Inline functions - what are they exactly vis-a-vis the inline keyword?

Maybe a few examples would help.

1. Traditional compiled library

foo.h:

extern int x;
int * f();

foo.cpp:

#include "foo.h"

int x = 25;

int * f() { return &x; }

Users include foo.h and need to link in the translation unit containing foo.cpp in order to call f. Every such call returns the same address.

2. Separate, TU-local variables

foo.h:

static int x = 35;
static int * f() { return &x; }

Every TU that includes foo.h gets a separate and distinct function f, calling which results in a unique value per TU.

3. Baby's first ODR violation

foo.h:

static int x = 45;
inline int * f() { return &x; }

This appears to be a header-only library, but if foo.h is included in more than one TU, this constitutes an ODR violation, since f would be defined more than once but not all of its definitions would be identical.

This is a common mistake.
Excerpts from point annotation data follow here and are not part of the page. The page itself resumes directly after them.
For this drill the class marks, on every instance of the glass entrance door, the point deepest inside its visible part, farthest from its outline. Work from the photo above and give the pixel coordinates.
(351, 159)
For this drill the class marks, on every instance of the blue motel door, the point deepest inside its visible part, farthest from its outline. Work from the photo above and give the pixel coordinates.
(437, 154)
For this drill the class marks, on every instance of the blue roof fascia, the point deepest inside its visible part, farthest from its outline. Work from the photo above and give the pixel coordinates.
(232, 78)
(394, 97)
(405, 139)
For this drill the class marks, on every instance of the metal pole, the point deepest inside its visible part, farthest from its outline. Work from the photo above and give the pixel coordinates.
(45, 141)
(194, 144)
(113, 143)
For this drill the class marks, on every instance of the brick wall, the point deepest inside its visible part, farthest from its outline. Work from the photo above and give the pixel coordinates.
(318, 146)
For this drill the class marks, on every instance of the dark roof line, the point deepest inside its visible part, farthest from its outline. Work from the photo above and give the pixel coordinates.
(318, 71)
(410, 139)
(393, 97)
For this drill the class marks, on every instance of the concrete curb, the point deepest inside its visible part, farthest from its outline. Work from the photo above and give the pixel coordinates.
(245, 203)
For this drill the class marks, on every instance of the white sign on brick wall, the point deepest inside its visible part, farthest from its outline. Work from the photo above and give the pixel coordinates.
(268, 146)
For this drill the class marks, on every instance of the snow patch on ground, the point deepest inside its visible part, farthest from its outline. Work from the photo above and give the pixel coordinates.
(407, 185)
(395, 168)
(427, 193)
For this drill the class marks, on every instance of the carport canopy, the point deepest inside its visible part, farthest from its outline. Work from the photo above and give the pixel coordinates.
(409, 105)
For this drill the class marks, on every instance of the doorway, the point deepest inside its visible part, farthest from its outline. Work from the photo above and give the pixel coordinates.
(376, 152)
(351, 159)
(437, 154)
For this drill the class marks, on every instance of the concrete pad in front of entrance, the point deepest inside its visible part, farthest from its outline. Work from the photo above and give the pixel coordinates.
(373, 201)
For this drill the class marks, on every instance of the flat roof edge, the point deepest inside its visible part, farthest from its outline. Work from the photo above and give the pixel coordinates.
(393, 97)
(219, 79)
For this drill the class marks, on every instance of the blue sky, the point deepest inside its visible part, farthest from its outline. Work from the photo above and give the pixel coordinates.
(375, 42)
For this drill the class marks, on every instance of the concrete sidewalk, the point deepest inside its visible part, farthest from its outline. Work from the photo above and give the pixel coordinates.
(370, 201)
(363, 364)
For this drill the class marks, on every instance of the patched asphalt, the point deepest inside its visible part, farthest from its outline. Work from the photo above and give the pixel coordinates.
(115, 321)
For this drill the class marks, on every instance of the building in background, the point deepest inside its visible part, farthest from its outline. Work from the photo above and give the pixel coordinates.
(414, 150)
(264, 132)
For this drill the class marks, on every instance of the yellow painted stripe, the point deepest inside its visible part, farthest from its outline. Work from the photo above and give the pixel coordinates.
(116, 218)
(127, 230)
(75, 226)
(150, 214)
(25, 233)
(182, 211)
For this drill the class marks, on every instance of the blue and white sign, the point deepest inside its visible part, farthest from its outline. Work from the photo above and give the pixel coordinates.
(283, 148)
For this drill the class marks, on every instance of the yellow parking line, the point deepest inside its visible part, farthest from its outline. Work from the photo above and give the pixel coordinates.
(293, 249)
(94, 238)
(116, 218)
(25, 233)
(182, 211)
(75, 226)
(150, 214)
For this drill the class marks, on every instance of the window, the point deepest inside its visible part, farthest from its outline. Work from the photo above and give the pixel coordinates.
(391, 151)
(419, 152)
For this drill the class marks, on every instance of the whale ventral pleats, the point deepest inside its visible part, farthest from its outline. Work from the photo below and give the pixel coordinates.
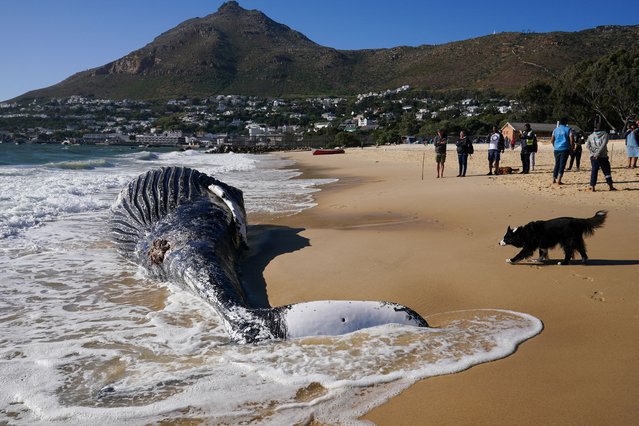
(159, 248)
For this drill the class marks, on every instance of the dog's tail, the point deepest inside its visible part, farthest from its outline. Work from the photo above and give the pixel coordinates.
(597, 221)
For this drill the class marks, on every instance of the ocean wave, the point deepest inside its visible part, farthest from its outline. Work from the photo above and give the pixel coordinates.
(146, 156)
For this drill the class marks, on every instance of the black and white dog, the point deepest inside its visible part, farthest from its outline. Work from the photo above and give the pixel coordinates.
(545, 234)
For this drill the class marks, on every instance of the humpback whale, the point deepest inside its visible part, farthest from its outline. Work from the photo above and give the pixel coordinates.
(189, 228)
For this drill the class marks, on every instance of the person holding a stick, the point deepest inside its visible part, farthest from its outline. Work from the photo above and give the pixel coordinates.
(597, 144)
(464, 149)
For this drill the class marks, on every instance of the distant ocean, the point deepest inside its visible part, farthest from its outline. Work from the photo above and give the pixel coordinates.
(87, 338)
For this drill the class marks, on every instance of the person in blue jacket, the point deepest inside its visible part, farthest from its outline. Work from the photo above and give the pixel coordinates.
(562, 141)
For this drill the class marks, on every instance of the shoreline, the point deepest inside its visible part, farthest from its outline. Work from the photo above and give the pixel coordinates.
(432, 245)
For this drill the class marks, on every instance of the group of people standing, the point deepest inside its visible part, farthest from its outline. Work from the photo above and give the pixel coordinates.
(567, 145)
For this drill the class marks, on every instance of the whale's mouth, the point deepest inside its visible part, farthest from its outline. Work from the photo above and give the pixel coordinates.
(338, 317)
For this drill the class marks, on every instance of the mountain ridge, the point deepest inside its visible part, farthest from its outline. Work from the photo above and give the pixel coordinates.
(239, 51)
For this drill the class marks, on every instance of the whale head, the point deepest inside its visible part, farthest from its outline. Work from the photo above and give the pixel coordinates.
(336, 317)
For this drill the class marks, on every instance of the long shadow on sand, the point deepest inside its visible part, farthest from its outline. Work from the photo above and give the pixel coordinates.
(266, 243)
(591, 262)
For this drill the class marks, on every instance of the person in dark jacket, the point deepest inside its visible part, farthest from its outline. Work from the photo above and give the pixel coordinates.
(528, 146)
(440, 151)
(575, 152)
(464, 149)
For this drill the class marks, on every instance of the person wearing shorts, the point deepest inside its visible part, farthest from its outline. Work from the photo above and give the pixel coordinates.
(495, 147)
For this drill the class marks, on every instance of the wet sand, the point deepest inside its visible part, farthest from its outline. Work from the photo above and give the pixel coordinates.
(384, 233)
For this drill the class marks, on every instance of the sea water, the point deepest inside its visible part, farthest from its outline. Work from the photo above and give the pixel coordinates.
(86, 337)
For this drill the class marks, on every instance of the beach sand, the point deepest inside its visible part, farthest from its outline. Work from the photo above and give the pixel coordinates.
(384, 233)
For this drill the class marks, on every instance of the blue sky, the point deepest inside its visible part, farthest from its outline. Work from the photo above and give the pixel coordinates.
(44, 41)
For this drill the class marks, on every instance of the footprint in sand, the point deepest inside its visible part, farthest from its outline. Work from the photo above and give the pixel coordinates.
(591, 279)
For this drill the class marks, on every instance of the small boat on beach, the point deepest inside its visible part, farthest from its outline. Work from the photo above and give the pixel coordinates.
(328, 151)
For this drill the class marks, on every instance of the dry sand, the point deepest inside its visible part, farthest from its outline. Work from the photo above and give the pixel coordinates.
(383, 233)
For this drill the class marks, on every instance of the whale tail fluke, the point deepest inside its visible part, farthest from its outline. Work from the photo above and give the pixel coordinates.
(155, 194)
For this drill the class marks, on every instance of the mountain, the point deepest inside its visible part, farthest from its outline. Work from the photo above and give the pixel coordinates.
(239, 51)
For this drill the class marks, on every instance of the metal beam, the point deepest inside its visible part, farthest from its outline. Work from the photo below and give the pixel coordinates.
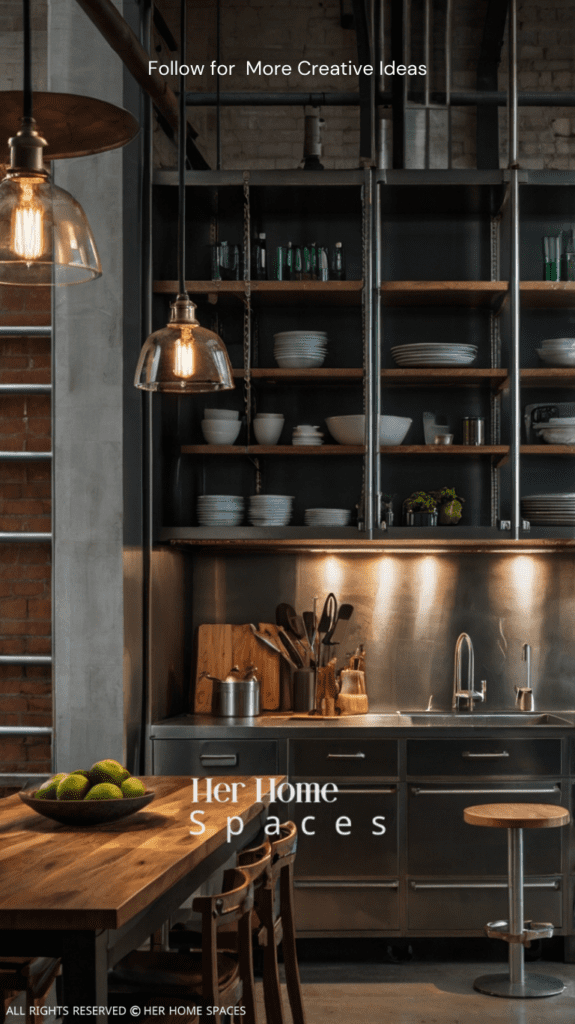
(123, 41)
(489, 57)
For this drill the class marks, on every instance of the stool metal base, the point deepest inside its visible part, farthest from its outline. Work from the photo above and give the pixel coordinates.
(535, 986)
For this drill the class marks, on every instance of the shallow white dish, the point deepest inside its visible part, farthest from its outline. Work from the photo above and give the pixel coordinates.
(350, 429)
(220, 414)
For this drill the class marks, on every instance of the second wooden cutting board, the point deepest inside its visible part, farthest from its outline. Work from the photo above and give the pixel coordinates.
(222, 645)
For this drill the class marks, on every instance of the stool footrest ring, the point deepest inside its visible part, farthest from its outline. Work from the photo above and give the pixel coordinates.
(533, 930)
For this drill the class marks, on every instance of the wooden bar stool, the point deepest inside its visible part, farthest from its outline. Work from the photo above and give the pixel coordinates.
(516, 817)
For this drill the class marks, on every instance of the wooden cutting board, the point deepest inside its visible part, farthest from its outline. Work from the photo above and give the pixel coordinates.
(222, 645)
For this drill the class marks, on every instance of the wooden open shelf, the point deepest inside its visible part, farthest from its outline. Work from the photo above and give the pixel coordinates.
(339, 293)
(474, 294)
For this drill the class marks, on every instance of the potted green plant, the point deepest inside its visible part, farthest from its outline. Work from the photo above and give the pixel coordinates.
(421, 509)
(450, 506)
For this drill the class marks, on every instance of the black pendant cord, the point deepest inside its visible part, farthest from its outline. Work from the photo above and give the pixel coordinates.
(27, 96)
(181, 154)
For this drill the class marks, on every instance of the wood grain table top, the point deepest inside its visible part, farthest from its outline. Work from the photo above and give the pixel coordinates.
(99, 877)
(517, 815)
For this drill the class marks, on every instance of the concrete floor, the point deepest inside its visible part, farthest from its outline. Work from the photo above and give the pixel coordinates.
(425, 993)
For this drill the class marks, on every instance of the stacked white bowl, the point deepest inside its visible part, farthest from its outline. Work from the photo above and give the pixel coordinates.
(560, 430)
(220, 426)
(326, 517)
(558, 351)
(307, 435)
(267, 427)
(300, 349)
(270, 510)
(220, 510)
(350, 429)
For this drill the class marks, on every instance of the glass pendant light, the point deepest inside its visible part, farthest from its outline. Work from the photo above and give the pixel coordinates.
(45, 238)
(183, 357)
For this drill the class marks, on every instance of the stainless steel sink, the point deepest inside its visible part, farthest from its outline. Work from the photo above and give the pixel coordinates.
(495, 719)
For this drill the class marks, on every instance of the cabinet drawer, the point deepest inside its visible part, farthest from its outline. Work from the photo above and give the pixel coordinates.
(484, 757)
(347, 908)
(343, 758)
(440, 843)
(357, 855)
(468, 906)
(214, 757)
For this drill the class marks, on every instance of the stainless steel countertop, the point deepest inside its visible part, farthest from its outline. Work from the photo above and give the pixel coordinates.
(202, 726)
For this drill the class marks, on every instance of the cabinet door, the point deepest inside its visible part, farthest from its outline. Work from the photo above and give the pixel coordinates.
(469, 905)
(329, 854)
(440, 843)
(214, 757)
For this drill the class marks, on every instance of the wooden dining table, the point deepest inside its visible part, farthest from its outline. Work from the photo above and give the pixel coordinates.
(92, 894)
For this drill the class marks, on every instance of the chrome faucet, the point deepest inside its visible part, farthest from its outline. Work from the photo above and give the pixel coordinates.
(524, 698)
(470, 694)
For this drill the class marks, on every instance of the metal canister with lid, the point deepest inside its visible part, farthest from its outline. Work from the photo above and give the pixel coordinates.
(473, 429)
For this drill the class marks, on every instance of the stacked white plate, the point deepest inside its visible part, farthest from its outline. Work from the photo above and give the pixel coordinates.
(560, 430)
(431, 353)
(549, 510)
(300, 349)
(220, 510)
(558, 351)
(270, 510)
(326, 517)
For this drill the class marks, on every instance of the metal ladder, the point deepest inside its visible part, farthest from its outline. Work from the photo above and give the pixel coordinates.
(16, 537)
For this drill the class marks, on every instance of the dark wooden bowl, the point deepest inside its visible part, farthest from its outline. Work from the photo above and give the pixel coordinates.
(86, 812)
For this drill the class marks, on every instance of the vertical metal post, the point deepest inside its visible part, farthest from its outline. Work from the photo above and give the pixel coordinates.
(515, 873)
(377, 355)
(368, 389)
(515, 381)
(427, 59)
(448, 19)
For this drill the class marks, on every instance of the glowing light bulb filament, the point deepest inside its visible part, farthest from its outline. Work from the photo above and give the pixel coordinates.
(184, 357)
(28, 228)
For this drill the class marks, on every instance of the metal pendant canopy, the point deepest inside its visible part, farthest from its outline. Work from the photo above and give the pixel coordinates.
(74, 126)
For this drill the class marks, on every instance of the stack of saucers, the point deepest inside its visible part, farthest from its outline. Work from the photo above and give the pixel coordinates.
(430, 353)
(307, 435)
(549, 510)
(270, 510)
(300, 349)
(558, 351)
(326, 517)
(220, 510)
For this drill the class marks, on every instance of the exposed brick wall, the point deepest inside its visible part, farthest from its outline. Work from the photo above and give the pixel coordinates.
(277, 31)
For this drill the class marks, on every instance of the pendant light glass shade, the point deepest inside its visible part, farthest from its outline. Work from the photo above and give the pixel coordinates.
(183, 357)
(45, 238)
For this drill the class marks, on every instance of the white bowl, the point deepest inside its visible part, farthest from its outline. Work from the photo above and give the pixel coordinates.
(220, 431)
(350, 429)
(268, 431)
(220, 414)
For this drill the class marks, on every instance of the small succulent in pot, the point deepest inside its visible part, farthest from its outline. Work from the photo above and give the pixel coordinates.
(421, 509)
(450, 506)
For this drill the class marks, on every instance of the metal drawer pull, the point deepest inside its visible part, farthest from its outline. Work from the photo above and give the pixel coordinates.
(419, 792)
(346, 885)
(480, 885)
(219, 760)
(484, 757)
(367, 793)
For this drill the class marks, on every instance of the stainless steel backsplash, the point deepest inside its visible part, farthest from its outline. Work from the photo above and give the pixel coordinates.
(409, 609)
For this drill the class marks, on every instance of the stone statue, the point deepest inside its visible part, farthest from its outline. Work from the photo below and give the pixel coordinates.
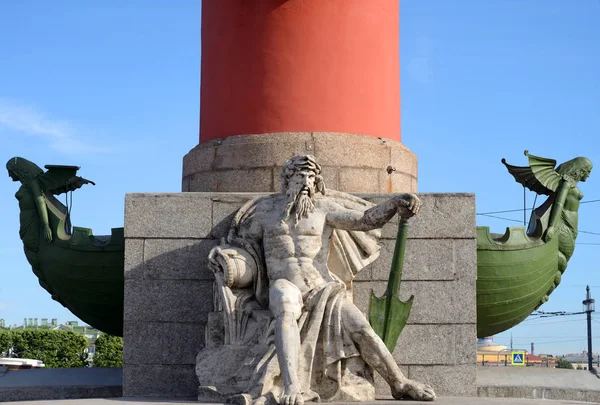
(290, 332)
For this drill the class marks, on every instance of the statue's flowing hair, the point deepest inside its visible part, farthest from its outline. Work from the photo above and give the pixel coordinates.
(23, 169)
(574, 169)
(295, 200)
(301, 162)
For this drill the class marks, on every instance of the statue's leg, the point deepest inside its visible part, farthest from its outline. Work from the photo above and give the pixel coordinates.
(375, 354)
(285, 302)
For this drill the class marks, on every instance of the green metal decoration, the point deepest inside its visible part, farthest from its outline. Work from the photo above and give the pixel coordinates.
(388, 314)
(81, 271)
(517, 271)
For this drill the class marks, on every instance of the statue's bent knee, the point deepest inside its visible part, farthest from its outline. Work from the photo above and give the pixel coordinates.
(284, 296)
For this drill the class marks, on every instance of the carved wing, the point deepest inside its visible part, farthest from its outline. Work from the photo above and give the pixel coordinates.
(61, 179)
(351, 251)
(539, 177)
Workarounds include things like making x a template or replacing x with a function like int & x() { static int impl = 45; return impl; }. Note that if you omit the static, you would most likely get a linker error because of multiple definitions of x; static seemingly "makes the code compile".

4. C++17 to the rescue: Proper header-only libraries

foo.h:

inline int x = 55;
inline int * f() { return &x; }

This version is functionally equivalent to (1), but does not require a dedicated translation unit to contain the definitions of x and f.

Let's put the issue of whether inline is forced or not, aside for now (there are lot's of discussions on the topic).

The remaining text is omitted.